Sobre la mesa que es todo el mundo, parpadea la luz filtrada por un agujero. A lo lejos una puerta y su historia contada a puerta cerrada no es un secreto para los aquí ausentes y pensados, insignes imaginarios durante el almuerzo.
En la lentitud de las horas el hombre solitario cabe en sus hombros livianos, y el cansancio inexistente ahora, aparece y desaparece del recuerdo y del recuento agreste de los patios.
Entre las manos baste un objeto para a modo de bolsa acarrear por el llano el uso de los dedos tamborileros y ligeros como arañas atrapadas en dos metros cuadrados. Sobre la mesa, se atraviesa el culto del espíritu creado en silencio por el credo antes del almuerzo.
Aquí desde este comensal que soy me he llamado por mi nombre para conocer el menú en la carta ajada por mis dedos, sólo por acabar con la nada en el tumulto de la plaza, y que de alguna manera todo tenga sentido, centímetro a centímetros cuadrado.
Aquí cabemos todos, aquí sentado pudiera estar su santidad con una manzana de caperucita envenenada, en la liturgia de los hechos no hay nada. Y sin embargo el estoico esfuerzo de los hechos me observa atento.
Estoy de este lado del cuerpo, puedo saberlo ahora adentro del cuarto, adentro de la hora, del día y de este misterioso silencio. Mas en todo soy dilema. Una cosa es otra, una mano hace lo que otra con el recurso de sus cinco elementos.
El almuerzo viene de muchos mundos, de las lumbres y de los relámpagos de un cielo angosto. De unas manos saltaron los ingredientes para iniciar un combate con la mezcla del jitomate.
Para entrar a la vida salí de una ventana como esa que me espera con el paisaje abierto de música, de flautines medievales y castillos de arena, familias completas bailando un tango a las orillas de un lago. Un loco como yo puede que haga falta haciendo de saltinbanqui, de rodilla para el último ventrilocuo.

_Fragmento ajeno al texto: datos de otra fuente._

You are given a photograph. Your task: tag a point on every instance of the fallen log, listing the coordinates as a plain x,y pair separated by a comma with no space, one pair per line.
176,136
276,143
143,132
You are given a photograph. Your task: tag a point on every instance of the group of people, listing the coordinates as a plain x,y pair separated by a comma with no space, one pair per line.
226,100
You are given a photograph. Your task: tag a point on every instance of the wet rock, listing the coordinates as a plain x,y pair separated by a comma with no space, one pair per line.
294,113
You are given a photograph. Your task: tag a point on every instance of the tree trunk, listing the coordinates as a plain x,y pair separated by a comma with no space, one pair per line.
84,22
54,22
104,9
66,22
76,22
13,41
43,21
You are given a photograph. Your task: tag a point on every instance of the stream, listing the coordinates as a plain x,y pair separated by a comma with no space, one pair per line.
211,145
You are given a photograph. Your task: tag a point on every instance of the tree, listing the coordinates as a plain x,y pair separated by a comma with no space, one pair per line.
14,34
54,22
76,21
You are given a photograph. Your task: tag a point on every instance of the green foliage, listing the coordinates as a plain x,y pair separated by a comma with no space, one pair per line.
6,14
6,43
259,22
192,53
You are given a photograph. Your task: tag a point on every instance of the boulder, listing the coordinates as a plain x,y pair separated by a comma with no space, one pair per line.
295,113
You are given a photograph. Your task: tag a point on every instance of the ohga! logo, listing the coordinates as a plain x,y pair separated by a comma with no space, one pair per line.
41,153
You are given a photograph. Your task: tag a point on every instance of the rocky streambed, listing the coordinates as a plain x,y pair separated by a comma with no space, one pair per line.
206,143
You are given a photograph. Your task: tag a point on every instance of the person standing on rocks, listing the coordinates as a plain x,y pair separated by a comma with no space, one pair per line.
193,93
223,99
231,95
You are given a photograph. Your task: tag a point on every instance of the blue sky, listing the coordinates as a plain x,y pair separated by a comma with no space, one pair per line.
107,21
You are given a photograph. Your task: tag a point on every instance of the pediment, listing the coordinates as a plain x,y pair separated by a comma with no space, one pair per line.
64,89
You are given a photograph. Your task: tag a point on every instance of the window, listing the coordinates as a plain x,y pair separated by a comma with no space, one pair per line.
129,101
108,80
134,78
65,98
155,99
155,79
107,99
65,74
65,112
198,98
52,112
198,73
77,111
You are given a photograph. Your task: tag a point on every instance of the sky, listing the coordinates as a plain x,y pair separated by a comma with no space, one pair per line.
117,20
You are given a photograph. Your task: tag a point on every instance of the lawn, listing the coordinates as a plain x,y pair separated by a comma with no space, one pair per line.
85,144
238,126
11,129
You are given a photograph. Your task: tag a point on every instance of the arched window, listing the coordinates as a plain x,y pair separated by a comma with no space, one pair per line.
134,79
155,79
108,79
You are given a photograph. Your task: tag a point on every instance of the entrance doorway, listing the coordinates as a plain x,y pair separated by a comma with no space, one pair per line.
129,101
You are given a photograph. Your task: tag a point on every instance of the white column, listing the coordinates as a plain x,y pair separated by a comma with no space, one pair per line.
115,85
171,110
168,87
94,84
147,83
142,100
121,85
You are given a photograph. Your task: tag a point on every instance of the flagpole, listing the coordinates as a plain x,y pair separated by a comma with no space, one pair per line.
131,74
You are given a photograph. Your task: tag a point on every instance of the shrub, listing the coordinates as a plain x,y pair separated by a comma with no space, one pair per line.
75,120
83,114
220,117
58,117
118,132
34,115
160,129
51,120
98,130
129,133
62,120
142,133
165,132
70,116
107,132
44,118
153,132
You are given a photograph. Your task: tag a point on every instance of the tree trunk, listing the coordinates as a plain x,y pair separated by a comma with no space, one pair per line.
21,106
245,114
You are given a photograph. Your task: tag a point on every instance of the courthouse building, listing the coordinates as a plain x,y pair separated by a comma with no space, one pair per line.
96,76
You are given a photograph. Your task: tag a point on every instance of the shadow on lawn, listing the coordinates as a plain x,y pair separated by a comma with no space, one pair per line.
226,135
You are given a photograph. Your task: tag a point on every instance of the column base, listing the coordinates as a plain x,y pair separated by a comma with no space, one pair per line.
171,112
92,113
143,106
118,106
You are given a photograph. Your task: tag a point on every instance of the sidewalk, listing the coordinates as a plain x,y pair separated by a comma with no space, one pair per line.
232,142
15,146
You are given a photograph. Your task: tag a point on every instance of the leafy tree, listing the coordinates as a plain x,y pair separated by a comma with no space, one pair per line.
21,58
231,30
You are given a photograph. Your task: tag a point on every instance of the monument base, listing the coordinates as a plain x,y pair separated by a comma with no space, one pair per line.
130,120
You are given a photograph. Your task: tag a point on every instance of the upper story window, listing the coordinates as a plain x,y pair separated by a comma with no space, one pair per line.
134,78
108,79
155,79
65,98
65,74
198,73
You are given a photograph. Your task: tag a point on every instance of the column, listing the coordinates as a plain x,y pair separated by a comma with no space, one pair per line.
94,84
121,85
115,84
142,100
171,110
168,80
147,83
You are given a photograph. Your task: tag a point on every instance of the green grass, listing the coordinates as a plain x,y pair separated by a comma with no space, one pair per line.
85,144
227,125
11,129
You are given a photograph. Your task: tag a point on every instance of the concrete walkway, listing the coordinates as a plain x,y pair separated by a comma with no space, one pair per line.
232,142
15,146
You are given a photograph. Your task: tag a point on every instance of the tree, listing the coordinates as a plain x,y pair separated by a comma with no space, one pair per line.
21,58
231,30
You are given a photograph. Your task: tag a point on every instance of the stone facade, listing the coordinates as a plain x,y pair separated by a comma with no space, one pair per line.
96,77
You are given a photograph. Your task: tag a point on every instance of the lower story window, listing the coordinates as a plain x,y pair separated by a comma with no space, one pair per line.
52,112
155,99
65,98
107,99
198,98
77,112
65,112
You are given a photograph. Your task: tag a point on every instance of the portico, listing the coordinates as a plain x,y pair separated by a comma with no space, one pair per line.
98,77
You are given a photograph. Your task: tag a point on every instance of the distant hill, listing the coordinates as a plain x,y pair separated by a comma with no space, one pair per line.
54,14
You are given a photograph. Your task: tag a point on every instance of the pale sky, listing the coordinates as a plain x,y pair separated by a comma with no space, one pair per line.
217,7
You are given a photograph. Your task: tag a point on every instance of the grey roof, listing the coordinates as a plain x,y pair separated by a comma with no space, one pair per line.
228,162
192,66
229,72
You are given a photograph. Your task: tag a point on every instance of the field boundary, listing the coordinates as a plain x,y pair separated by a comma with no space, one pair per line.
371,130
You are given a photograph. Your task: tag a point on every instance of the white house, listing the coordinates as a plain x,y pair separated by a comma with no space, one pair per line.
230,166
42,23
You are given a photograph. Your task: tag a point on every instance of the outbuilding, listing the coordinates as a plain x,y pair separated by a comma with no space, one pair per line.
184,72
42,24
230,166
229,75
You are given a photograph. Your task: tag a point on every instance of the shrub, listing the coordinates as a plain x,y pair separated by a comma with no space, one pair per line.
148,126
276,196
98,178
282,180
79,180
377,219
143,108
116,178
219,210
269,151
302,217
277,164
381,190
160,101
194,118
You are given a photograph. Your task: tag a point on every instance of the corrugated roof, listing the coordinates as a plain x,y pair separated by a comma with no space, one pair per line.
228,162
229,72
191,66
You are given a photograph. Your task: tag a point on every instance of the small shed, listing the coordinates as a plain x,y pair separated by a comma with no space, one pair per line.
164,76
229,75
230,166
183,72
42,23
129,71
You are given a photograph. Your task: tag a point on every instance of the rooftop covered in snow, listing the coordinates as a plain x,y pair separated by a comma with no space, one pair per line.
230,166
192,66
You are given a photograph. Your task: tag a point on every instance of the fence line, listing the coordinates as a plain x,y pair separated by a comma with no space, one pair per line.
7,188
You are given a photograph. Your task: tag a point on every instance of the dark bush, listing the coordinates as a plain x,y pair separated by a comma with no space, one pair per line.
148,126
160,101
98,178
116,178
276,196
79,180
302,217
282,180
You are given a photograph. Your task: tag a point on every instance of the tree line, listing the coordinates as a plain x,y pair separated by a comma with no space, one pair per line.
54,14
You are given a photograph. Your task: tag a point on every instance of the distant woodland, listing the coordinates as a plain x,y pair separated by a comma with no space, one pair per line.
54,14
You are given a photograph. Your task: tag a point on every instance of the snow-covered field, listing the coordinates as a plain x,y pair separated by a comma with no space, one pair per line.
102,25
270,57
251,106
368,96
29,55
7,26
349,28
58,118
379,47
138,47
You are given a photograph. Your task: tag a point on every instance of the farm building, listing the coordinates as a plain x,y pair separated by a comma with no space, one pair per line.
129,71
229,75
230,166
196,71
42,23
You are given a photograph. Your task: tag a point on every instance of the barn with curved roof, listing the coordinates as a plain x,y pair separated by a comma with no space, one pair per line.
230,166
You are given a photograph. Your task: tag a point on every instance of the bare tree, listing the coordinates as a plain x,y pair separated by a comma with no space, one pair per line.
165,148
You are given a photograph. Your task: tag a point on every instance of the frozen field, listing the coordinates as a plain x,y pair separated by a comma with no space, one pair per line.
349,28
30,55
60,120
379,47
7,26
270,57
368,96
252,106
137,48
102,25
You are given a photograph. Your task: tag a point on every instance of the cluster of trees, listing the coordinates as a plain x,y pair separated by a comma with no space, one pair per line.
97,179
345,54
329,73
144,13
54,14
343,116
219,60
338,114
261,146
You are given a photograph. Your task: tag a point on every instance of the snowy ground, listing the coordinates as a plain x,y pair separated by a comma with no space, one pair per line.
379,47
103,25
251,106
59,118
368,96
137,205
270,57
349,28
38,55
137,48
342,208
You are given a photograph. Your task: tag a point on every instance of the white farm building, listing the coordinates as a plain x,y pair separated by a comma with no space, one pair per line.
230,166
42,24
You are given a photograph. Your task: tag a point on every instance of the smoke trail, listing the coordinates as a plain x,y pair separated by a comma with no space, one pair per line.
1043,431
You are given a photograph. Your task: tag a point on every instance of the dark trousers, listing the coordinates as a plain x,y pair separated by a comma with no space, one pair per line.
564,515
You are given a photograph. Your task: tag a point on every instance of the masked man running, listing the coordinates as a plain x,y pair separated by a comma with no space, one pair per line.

Adentro el monólogo consulta mi cuerpo, mi salida decorosa por la tangente, el río de Heraclito a toda velocidad desde el abismo de la mesa servida es un plato de huevos rancheros. Un esquema de platillo volador con un extraterrestre no identificado por él mismo.
Arriba de la mesa bailan las mujeres recuperadas de la memoria falsa. Los comensales aplauden con señas obsenas. De este lado el almuerzo es consumido por quien les había dicho. Aún no reconozco al sujeto que yo sería si continúo insistiendo de una pedrada, de un zape que me despierte de la cordura.
Sobre la mesa, que espera el gourmet, si no hubiera aprendido de la espera sufriría la ruina de mi espíritu en la orilla de la caoba y el abismo. Esta vez mi corazón con el hambre antigua abre los enormes ojos para observar el tránsito de la abeja al árbol, del panal a los labios.
En la mesa sobrevive el museo de la mente, dos pesos como tarifa innecesaria, un recreo con lonche y toda la cosa, una cancha sin porterías y la portada de lo que un día fue libro de Kafka. En una bocina recargable se cocina la música de fondo, en primer plano, en la sintonía de la radio.
Me levanto de la mesa, camino, doy tres vueltas y escribo esto innecesario. He cavado en la tierra y encontré cacahuates de un antiguo cultivo, hoy espero que el maíz se convierta en tortillas como por arte de magia, como artesanía extraída de una máquina.
Alguien, ese desconocido de costumbre, olvidó su diario de buscador de oro y yo lo he encontrado, le falta la página donde dibujó el mapa; como buen dibujante imaginista, espero dibujarlo en cuanto termine de almorzar estos chilaquiles con huevos estrellados.